Rudist bivalves became the dominant lithogenetic taxon owing to their proliferation in shallow-water environments and strong dominance of Late Cretaceous carbonate factories. Their inception, evolution, and demise were seemingly controlled by a complex interplay of environmental processes that, acting on a global scale, profoundly modified the Early Cretaceous hydrosphere-atmosphere system and forced Tethyan depositional systems to change their organization, internal architecture, and facies patterns. As a result, wide, open shelves developed where the almost ubiquitous mode of carbonate fixation was that of foramol factories.
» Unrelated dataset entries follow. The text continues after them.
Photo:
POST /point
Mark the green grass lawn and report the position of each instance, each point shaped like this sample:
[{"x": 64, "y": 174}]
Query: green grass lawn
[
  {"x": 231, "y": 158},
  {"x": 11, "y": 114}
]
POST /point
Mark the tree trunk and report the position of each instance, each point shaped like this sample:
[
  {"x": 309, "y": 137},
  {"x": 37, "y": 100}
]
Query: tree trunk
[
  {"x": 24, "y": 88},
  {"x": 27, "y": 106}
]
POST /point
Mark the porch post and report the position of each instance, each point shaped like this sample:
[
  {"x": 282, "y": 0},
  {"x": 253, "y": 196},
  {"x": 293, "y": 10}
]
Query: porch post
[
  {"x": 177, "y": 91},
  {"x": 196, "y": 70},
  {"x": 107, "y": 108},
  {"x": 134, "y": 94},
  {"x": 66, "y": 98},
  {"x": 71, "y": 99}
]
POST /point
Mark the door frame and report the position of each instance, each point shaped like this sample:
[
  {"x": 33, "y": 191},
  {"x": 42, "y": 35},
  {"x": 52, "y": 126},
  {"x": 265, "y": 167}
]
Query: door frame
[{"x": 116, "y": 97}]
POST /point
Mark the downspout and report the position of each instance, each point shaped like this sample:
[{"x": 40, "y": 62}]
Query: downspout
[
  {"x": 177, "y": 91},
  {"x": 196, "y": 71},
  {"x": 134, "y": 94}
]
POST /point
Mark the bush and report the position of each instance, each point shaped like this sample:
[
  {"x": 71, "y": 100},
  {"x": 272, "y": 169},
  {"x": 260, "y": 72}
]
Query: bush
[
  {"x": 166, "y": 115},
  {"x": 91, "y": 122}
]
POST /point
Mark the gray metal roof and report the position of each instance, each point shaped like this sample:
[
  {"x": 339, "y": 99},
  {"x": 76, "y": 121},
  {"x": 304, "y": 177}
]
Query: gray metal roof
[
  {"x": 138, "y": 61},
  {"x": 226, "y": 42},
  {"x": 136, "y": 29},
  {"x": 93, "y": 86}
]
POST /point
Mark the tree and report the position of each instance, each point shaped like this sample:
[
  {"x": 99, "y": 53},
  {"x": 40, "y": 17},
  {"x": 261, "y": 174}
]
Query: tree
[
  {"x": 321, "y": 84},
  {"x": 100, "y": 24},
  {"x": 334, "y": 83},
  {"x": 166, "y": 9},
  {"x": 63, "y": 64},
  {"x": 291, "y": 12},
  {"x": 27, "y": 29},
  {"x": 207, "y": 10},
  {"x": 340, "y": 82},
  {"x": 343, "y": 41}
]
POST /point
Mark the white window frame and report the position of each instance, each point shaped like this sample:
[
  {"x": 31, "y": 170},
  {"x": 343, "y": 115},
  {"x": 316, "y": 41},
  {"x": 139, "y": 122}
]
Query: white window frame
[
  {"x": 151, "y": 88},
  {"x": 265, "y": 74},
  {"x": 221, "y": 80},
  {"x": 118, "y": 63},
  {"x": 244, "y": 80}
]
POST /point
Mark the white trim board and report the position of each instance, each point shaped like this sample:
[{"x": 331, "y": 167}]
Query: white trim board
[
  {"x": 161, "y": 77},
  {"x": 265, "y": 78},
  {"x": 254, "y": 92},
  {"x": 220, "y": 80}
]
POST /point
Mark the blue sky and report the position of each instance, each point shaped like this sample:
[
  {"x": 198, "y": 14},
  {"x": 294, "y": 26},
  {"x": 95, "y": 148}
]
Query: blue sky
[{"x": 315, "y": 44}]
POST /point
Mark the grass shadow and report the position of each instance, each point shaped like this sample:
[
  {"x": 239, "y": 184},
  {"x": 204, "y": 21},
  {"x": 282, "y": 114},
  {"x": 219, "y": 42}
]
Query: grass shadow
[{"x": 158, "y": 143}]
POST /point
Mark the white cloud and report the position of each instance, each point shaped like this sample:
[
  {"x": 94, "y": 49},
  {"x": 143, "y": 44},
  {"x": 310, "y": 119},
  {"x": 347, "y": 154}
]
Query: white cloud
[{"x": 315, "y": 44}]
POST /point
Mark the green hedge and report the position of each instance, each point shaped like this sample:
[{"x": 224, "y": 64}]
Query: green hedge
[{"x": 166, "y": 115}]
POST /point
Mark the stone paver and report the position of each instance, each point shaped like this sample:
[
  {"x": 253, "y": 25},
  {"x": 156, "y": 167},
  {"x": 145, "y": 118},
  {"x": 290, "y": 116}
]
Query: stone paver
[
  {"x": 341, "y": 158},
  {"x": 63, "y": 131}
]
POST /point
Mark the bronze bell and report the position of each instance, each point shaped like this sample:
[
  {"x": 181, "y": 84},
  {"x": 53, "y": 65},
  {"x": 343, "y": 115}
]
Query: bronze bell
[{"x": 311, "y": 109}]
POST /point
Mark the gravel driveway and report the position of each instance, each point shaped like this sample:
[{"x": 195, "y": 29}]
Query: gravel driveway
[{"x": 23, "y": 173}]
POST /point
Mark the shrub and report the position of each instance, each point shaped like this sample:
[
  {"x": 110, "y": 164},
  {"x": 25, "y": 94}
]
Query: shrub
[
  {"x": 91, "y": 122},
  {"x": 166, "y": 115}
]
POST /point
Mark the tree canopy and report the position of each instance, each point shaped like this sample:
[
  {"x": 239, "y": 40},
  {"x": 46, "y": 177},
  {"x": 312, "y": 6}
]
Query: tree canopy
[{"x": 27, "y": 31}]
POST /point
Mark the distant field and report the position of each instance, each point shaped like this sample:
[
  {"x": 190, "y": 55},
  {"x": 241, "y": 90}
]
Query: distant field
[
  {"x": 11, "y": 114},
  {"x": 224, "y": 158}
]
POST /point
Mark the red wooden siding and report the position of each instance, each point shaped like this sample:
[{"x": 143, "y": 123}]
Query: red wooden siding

In this paper, evidence of the remarkable regional variability in the rudist-bearing carbonate platforms of the Mediterranean Tethys is presented. The analysis of the resulting shallow-water facies has demonstrated that, in spite of several stratigraphic similarities and common sedimentological features, some remarkable differences occurred between the northern Tethyan margin and the central Tethyan banks as regards the areal partitioning of the main paleoecologic controlling factors. This resulted in the deposition of rhodalgal successions in Sardinia (northern Tethyan margin) and rudist-rich foramol facies in the Apennine-Apulia (central Tethys) regions, respectively. Such Late Cretaceous carbonate systems can be viewed as geological products which have closely and coherently recorded the globally changing environmental conditions of the oceanic realm. In spite of this, the difference of the facies partitioning in different Tethyan regions according to a latitudinal gradient is interpreted as derived mainly from local variable paleoceanographic and paleoclimatic conditions.